Shanghai skyline 2013 getty
Shanghai, China. Getty Images

China’s top leaders are determined to steer the country toward a more sustainable path, which should make economic growth slower, but more balanced. There’s a risk, however, that deleveraging gets out of control and leads to a hard landing -- a scenario that could have profound ripple effects all over the world.

The Chinese economy slowed to its lowest level since 1999 last year, expanding 7.7 percent. While Societe Generale’s central scenario is for 6.9 percent growth this year, they think the risk of a hard landing is rising.

Societe Generale defines a hard landing in 2014 as one where the official, full-year, real gross domestic product growth rate falls below 5 percent, which they see as the minimum level needed to keep the job market stable and avoid systemic financial risk. If China lands hard, economic growth could drop to 3.8 percent this year.

“At the height of the crisis, the year-on-year growth rate would dip to 2 percent and the economy would contract for two quarters,” Societe Generale's Patrick Legland wrote in a note.

Impacts of a China slowdown:

Global GDP: According to Societe Generale’s calculation, global growth could be cut by up to 1.5 percent in the year after a hard landing.

With imports equivalent to 30 percent of its GDP, China is a major source of global demand. Exports to China as a percentage of GDP are largest in Asia and amongst the commodity exporters, so these countries would be hardest hit, Michala Marcussen, global head of economics at Societe Generale, noted.

Marcussen estimates that the impact of the trade channel from the hard landing would cut GDP growth by around 4.5 percentage points in Taiwan, 2.5 percentage points in South Korea and Malaysia, 1.2 percentage points in Australia, 0.6 percentage points in Japan, 0.2 percentage points in the euro area and 0.1 percentage points in the U.S. For the global economy ex-China, the trade channel effects would bring about a reduction of around 0.6 percentage points to GDP growth.

Commodities: A hard landing in China would drive commodity prices lower. Michael Haigh, Societe Generale's head of commodities research, believes base metal prices could fall 50 percent while oil could drop to $75 a barrel. Gold might rise before it falls.

FX: Kit Juckes, global head of currency strategy at Societe Generale, expects a Chinese hard landing to spur sharp dollar gains. A net reduction of around 0.7 percent to global growth could give the dollar a 5 percent to 10 percent lift, Juckes added.

Asian Rates: “Chinese bond yields rose sharply in the second half of 2013 on fears that the government was restraining credit,” Amit Agrawal, a rates strategist at Societe Generale, said. “If China lands hard, we believe rates would drop back down to 2009 levels, though the government would not want to encourage another 2009-style boom in lending.”

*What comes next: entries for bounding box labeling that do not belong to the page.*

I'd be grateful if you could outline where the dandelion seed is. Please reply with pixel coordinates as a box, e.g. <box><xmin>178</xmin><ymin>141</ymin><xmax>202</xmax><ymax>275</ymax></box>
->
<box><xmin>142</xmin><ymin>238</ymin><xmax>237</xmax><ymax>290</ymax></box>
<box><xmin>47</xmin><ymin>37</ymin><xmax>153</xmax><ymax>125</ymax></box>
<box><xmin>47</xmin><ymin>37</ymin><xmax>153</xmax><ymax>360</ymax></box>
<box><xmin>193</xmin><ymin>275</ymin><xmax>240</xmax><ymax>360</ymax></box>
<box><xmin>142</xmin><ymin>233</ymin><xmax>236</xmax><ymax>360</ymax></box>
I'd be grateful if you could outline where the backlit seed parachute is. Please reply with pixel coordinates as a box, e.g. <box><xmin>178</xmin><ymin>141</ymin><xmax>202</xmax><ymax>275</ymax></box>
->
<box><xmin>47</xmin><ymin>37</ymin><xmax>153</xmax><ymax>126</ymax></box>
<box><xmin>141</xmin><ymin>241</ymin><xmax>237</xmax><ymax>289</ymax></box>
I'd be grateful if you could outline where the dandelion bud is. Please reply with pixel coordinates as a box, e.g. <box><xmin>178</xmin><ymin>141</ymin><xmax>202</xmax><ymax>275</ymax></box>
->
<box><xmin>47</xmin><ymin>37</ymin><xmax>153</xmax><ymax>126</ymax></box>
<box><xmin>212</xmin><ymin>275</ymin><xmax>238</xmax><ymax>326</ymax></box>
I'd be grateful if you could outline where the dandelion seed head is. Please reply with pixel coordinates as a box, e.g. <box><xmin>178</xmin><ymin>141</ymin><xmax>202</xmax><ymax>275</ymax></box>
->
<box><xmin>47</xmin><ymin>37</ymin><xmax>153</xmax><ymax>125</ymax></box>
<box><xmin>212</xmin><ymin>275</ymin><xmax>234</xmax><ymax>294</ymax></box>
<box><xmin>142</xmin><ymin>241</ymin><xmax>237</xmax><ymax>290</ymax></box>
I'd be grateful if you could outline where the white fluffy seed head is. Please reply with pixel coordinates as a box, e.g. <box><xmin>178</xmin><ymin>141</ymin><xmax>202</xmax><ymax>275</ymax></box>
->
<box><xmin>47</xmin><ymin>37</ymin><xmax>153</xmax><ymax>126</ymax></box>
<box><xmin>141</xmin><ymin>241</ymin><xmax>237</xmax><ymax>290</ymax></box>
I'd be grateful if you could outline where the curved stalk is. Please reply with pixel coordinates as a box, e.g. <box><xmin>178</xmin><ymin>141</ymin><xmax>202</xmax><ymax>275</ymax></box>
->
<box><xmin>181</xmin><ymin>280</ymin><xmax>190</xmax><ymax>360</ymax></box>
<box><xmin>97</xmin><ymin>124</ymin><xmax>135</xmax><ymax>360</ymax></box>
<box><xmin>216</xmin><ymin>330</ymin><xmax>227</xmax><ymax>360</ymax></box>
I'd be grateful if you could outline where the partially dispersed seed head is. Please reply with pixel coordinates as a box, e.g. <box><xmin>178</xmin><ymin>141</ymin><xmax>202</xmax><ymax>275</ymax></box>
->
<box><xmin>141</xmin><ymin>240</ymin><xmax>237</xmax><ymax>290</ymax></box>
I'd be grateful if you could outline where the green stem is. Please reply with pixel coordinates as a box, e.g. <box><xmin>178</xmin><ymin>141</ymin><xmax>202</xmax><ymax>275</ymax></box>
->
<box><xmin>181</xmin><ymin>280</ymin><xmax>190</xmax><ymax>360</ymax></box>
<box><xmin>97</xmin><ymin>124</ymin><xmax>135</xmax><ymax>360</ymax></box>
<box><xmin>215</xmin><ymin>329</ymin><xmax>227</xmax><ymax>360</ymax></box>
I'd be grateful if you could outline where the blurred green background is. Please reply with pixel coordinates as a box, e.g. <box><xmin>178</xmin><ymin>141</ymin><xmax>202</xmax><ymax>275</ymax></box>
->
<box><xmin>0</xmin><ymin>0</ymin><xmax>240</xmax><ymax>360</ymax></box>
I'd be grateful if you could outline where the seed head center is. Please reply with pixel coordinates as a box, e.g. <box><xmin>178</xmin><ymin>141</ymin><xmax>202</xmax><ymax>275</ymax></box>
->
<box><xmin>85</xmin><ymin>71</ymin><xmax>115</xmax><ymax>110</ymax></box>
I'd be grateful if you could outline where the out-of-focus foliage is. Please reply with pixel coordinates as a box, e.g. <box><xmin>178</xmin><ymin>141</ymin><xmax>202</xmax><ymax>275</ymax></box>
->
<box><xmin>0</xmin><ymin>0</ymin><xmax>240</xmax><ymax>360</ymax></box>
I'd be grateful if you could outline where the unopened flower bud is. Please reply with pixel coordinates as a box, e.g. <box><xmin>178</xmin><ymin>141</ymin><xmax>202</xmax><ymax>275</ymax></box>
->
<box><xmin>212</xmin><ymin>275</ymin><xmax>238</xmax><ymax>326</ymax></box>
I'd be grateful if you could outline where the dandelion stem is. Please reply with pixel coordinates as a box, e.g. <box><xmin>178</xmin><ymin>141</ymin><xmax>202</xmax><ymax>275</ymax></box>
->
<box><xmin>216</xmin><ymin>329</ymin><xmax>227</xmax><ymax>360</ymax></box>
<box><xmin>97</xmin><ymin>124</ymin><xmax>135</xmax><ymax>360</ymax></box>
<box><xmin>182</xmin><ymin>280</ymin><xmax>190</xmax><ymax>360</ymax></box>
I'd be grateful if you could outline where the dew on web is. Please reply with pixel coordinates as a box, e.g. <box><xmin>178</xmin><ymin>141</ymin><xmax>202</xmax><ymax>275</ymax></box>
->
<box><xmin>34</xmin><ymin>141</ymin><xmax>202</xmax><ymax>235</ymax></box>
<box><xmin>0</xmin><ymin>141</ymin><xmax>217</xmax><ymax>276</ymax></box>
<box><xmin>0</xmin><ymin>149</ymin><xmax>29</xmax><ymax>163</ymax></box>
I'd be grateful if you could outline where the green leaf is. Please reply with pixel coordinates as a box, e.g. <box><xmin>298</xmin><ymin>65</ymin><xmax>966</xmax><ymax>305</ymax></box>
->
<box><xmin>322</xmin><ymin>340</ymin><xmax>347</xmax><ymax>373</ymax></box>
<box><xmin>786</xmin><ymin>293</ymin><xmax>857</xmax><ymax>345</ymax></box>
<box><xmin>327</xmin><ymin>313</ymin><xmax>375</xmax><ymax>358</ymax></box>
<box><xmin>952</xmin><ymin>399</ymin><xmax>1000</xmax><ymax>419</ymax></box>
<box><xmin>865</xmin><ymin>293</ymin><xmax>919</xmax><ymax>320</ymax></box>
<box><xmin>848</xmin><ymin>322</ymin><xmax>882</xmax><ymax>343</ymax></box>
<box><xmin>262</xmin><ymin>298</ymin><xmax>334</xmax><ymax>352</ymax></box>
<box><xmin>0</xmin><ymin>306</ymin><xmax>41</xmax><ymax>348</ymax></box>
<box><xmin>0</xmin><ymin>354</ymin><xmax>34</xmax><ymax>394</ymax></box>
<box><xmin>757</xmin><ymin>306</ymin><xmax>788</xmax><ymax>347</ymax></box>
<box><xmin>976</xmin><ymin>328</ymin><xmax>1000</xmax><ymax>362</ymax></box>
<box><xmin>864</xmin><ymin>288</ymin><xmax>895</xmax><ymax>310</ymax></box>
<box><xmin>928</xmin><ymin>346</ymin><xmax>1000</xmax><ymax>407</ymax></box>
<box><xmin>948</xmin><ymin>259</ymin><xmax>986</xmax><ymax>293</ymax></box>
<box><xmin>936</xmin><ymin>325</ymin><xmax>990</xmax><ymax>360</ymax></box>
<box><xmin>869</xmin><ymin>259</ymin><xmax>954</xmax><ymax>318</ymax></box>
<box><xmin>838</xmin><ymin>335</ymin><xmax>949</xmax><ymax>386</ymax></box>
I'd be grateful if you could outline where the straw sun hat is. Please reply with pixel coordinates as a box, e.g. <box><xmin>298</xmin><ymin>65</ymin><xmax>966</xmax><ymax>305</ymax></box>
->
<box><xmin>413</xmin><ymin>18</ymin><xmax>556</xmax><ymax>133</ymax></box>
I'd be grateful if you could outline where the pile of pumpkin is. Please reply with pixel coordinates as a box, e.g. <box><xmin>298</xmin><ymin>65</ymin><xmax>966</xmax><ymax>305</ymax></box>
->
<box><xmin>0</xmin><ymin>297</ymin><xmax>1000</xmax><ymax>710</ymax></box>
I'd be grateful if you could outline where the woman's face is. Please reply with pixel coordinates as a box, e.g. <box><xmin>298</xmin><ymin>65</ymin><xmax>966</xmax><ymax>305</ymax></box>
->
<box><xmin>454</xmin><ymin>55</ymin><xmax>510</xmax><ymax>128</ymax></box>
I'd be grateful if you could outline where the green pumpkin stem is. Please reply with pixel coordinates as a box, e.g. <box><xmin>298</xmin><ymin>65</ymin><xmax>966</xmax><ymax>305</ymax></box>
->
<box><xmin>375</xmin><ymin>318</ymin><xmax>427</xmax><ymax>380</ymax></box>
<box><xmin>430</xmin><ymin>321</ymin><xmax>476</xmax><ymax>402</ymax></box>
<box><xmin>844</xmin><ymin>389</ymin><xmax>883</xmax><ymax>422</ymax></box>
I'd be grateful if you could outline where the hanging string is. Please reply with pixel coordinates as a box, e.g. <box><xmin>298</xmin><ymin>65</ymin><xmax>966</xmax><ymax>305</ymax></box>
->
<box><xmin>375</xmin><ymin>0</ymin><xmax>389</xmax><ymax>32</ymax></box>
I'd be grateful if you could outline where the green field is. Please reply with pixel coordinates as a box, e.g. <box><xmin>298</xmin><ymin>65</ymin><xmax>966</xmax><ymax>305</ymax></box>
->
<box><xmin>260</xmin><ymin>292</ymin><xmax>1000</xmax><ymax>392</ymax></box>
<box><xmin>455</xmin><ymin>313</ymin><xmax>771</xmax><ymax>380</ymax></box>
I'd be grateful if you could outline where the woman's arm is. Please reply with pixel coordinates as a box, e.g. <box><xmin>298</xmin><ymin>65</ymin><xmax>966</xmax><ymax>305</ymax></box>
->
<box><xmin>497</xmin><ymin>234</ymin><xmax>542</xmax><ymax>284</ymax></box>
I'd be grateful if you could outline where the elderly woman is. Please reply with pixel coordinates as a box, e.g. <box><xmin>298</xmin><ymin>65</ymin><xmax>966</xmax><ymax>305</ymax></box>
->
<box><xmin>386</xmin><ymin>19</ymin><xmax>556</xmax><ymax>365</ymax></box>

Agrawal added that short rates would also fall in the rest of Asia, though they are near historic lows already in much of North Asia. Bond yields would drop more in North Asia than South Asia. Meanwhile, Asian currencies would decline against the dollar but the yuan would stabilize against the dollar rather than fall.

CNY
The yuan would stabilize against the dollar rather than fall. Societe Generale

Asian Equity: Although valuation levels are already low, Societe Generale strategists led by Vivek Misra believe a hard landing would cut earnings expectations, driving the HSCEI to 6500 and the MSCI China index to 38.

“If Chinese equities slump, all of the Asian Pacific equity markets could be vulnerable, but certain markets are more vulnerable than others,” Misra said. “The most at risk, in our view, would be Hong Kong, Singapore, India, Taiwan, Indonesia, the Philippines and Australia.”